# ADFs and Cory Cats



## Cranly (Apr 14, 2014)

Hi all. I am in the process of setting up a 10 gallon planted tank. 
I have heard of Bettas doing well with ADF's. And I have heard of Bettas getting along with Cory cats. (For the record, I am looking specifically at julii cats which from my research are good in a 10 gallon. Let me know if there is documentation otherwise...)
My big question though is - with ADFs and Cory cats occupying the same sort of lower tank space, would they get along? Or is that problematic?)


----------



## RussellTheShihTzu (Mar 19, 2013)

There shouldn't be a problem between the Cories and ADF. How many ADF and how many Cories? I would suggest a minimum of three ADF but more is better. I have six with my Betta in a 10. I also have a most excellent source if you don't mind onliine buying.


----------



## FrightyDog (Apr 16, 2013)

Wait. 6 ADF or cories???


----------



## RussellTheShihTzu (Mar 19, 2013)

ADF do best the more you have so I have six in my 10 along with a Betta and numerous male Dwarf Panda Guppies and male Endlers. Three are perfectly fine for ADF, though. My six interact a lot more with each other than when I had just Clayton and Esmeralda.

It's the Julii that need a minimum of six in a shoal (Source: Planet Catfish). Of course, people often keep fewer shoaling fish than recommended but they aren't doing what's best for the long-term, optimum health of their fish.


----------



## Cranly (Apr 14, 2014)

RussellTheShihTzu said:


> There shouldn't be a problem between the Cories and ADF. How many ADF and how many Cories? I would suggest a minimum of three ADF but more is better. I have six with my Betta in a 10. I also have a most excellent source if you don't mind onliine buying.


Great! I'm glad to hear they should get along. 
I was planning on 4 ADF. And 4 Cories. 
I'm totally willing to get a few more if you think my tank could handle it. 

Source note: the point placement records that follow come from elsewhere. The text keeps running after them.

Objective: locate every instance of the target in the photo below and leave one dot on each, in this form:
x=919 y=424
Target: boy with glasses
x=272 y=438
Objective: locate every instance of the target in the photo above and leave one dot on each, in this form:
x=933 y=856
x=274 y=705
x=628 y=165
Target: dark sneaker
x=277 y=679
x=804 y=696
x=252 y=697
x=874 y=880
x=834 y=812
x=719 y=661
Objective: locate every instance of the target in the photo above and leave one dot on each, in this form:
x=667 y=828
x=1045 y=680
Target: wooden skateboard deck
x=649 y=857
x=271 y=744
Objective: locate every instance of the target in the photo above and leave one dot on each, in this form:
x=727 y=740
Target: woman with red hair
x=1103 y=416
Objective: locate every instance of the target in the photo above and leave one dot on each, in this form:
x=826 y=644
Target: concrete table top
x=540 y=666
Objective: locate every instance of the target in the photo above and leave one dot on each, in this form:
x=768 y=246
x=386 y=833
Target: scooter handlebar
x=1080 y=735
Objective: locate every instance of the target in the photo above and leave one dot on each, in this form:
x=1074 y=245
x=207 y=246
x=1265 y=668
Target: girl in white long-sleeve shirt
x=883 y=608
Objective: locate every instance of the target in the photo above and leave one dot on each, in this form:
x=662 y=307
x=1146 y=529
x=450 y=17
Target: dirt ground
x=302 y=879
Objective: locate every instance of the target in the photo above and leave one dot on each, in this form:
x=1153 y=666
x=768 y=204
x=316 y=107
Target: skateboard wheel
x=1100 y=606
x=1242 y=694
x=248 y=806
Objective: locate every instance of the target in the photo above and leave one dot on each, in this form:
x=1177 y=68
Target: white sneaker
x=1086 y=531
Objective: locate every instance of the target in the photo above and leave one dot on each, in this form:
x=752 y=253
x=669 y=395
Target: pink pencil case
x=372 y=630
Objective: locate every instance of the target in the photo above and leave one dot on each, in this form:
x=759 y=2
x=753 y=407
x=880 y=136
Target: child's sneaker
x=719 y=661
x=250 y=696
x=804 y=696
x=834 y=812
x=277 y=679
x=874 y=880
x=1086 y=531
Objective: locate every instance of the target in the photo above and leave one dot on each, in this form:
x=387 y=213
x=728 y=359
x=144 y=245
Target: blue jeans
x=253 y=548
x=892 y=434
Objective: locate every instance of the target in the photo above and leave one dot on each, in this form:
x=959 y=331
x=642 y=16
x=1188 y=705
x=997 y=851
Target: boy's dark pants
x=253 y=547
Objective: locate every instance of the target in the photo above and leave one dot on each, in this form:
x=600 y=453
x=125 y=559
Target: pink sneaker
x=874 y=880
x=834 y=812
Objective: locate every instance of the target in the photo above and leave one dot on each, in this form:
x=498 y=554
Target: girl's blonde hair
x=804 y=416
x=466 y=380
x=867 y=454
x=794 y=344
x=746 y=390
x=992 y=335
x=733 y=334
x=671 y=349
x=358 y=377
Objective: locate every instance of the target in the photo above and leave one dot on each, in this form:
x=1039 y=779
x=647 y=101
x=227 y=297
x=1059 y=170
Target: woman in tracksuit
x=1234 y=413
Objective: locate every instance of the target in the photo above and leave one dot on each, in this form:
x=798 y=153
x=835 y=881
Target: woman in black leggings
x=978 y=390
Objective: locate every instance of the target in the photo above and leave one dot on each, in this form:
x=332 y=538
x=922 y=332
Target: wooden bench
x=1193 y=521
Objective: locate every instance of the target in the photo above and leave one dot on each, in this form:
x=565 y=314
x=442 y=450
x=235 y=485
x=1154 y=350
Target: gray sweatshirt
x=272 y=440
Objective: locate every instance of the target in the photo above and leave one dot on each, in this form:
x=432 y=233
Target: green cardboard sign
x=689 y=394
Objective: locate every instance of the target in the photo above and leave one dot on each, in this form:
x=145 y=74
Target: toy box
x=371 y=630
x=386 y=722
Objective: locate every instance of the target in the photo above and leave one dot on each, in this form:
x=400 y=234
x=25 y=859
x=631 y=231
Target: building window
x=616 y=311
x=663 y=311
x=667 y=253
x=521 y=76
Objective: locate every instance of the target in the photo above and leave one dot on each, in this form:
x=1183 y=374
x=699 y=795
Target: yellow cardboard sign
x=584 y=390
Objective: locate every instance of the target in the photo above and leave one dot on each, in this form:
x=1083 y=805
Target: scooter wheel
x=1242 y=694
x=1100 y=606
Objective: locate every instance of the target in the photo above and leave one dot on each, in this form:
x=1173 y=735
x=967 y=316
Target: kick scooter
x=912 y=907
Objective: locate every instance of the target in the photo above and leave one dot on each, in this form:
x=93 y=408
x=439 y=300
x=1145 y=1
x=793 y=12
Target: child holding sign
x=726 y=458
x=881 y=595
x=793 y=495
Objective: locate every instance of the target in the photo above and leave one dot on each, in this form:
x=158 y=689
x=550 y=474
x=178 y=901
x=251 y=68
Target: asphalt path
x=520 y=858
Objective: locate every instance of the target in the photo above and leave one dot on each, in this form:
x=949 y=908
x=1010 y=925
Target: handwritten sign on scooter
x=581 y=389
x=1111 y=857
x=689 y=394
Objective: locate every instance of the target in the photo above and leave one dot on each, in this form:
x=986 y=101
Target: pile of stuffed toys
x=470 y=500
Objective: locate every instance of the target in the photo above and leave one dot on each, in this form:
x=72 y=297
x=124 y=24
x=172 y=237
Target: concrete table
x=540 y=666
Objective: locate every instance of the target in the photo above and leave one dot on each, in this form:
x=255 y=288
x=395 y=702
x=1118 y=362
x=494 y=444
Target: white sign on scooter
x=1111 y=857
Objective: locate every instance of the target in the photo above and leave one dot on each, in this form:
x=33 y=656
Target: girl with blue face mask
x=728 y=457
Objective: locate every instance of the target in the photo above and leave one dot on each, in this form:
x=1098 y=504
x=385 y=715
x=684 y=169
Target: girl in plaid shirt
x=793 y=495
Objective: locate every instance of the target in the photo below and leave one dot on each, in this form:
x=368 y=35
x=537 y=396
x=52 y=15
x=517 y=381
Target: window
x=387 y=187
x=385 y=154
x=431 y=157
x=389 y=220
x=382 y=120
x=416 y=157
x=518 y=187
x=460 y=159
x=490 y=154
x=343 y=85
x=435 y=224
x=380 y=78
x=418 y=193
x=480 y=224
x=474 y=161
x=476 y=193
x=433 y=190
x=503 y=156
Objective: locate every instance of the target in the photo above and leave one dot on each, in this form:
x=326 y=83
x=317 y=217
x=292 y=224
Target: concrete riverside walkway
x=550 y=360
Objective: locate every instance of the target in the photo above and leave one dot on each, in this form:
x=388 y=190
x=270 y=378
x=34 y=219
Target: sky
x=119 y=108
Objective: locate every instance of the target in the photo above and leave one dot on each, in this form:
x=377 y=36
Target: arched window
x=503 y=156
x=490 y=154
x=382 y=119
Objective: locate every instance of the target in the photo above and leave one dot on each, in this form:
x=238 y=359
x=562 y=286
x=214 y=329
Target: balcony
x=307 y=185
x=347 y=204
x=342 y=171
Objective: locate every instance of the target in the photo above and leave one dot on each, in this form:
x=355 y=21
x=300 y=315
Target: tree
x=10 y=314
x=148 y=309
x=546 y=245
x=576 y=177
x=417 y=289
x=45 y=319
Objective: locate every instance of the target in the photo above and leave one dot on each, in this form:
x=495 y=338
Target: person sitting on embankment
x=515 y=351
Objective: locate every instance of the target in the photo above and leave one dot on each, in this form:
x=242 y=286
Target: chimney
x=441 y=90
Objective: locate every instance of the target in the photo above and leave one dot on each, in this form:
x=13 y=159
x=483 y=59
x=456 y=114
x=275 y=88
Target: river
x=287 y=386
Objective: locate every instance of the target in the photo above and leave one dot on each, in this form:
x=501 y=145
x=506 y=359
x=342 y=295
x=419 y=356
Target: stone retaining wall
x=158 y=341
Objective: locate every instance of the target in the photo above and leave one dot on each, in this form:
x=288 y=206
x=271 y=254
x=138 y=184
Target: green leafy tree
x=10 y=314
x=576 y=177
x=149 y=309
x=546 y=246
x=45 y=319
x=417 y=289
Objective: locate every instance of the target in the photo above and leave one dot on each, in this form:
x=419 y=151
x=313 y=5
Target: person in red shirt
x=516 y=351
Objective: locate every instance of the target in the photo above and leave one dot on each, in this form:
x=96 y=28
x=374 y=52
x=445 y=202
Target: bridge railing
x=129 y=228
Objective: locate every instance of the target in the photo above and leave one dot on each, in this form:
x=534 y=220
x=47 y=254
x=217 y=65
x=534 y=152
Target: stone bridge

This is what I was thinking - let me know your thoughts: 
4 julii cory
4 ADF
2 nerites
1 betta

picture of tank setup included - the plants are still pretty new and growing. 

I'm definitely up for buying online if you have a good source!


----------



## RussellTheShihTzu (Mar 19, 2013)

Very nice set-up!!!

I would get two more Julii for the minimum. If you have plenty of algae two Nerites would work but remember they're very finicky eaters; also great escape artists even when parameters are perfect. Make sure every tiny little opening is completely sealed. The six ADF are great in the 10 gallon; they don't have much of a bioload. I feed them HBH Frog and Tadpole Bites, frozen bloodworms and Tetra ReptoTreat Delica bloodworms.

Have bought all my ADF from 
2 African Dwarf Frogs Live Freshwater Fish | eBay

Send a PM and I'll give you his email address. I believe additional ADF were around $4.50. SebastiansMom bought her ADF from Sam, too. And, he has a variety of Nerites ... all of mine came from him as well.  Oh, and he ships for one price.

fishonlinerus | eBay


----------



## SabastiansMom (Jul 25, 2014)

Love my ADFs they are fantastic and very healthy! I want to add some corys to my ten gallon too.


----------